Mings will make you go hmm…
I am not, in any way, saying that Tyrone will be an England centre back for years to come. Despite all his physical attributes he has too many errors in him for that I believe, sadly.

Ever since he has joined Aston Villa though, I have been nothing but impressed by this man’s eloquence, humbleness, intellect, and all round classiness. If more footballers spoke as well as Tyrone does, I’d probably still be more in love with the game than I am. He impresses me more and more each time I see him interviewed post-match.
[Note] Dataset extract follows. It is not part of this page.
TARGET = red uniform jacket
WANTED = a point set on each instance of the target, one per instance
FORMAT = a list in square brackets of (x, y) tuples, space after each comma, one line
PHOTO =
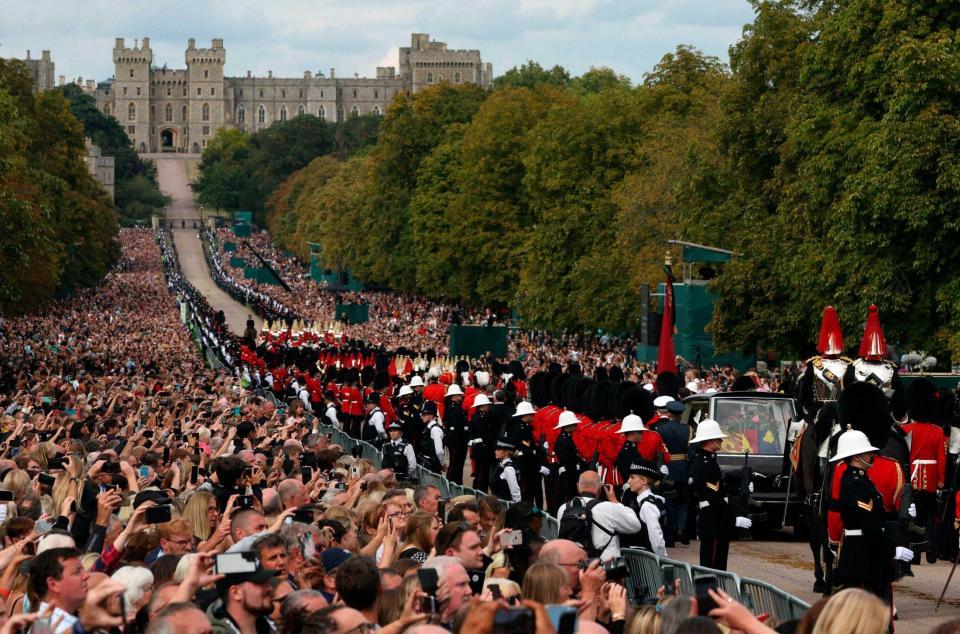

Tonight, of all nights, I really needed to send this out into the ether…
rooouusse ,AVFC


Part of the problem?
ITV had an absolute shocker last night.

First up is Clyde Tyldesley who said when Sterling scored in the first half that scoring a goal was the best response to racism.  Really?

After the match, Ian Wright put it perfectly.  “I’ve played games with racism going on and people say beat them on the pitch.  It doesn’t do anything, you don’t beat them on the pitch, I have scored two goals against teams and they have still given me racist abuse. You don’t win. Today they won because the fans had to leave.”  Spot on.

And then there was the host, Mark Pougatch.  After Wrighty had told us all about how this was a great day in the battle against racism (which it was,  a real turning point), Pougatch closed the show with a comment about how this had been a really depressing evening.

Tyldesley’s and Pougatch’s attitude to racism is really quite blasé.  One thinks players should ignore it and get on with playing football.  The other thinks that it’s depressing when a long overdue stand against racism gets in the way of football.  They’re both part of the problem.

I hope F365 are brave enough to publish this.
Steve Mills


Have any set of fans ever been more lacking in self awareness?? Yes,the Bulgarian fans anctics were a disgrace but England fans singing “you racist b####rds,you know what you are” was absurd.

No England game goes by without “No surrender to the IRA” “10 German Bombers” and many other racist ditties bellowing out from a sizeable crowd of England fans in the stand.Where is the outrage when this occurs? Should UEFA throw the English out as well?

I’m sure Sterling can’t wait to come home and play at Stamford Bridge where he was racially abused just last season & wasn’t he racially abused and kicked at his own training ground by a fan??

Not to mention the abuse he has gotten off the media which he himself has tweeted about.Also,lets not forget we are weeks away from November which,as we all know is the annual lets call James McClean a Fenian b###ard for a month and get away with it time of year.All because he won’t wear a poppy which is his choice..which is what the people who fought in the war fought for.

It was a shameful night in Sofia but for the English to get outraged and take the moral high ground is nauseating to many who have witnessed their fans racist and boorish behaviour for years.

Ask any set of fans who are the most boorish and xenophobic set of fans in world football I can guarantee you the English would top the list in every country.


This is in no way an attempt to troll anyone or to water down the sickening behaviour of those so called fans who racially abused English players last night but I hope James McClean gets as much support next month from the footballing community.

I won’t hold my breath though
Macker, Dublin


Calm down, part the second
See, I told you so. Now stop acting like twats when we suffer one bad result (it happens, get over it) and start supporting this wonderfully talented but raw team.

I’m 35 and this is hands down the best football we have played since Euro 96.


It’s sheep we’re up against
Hi there,

Likely, and correctly, to get overlooked in the controversy following the England team’s racist abuse at the hands of Bulgarian fans last night, but I liked the Housemartins reference in yesterday’s Mediawatch, even if nobody else did.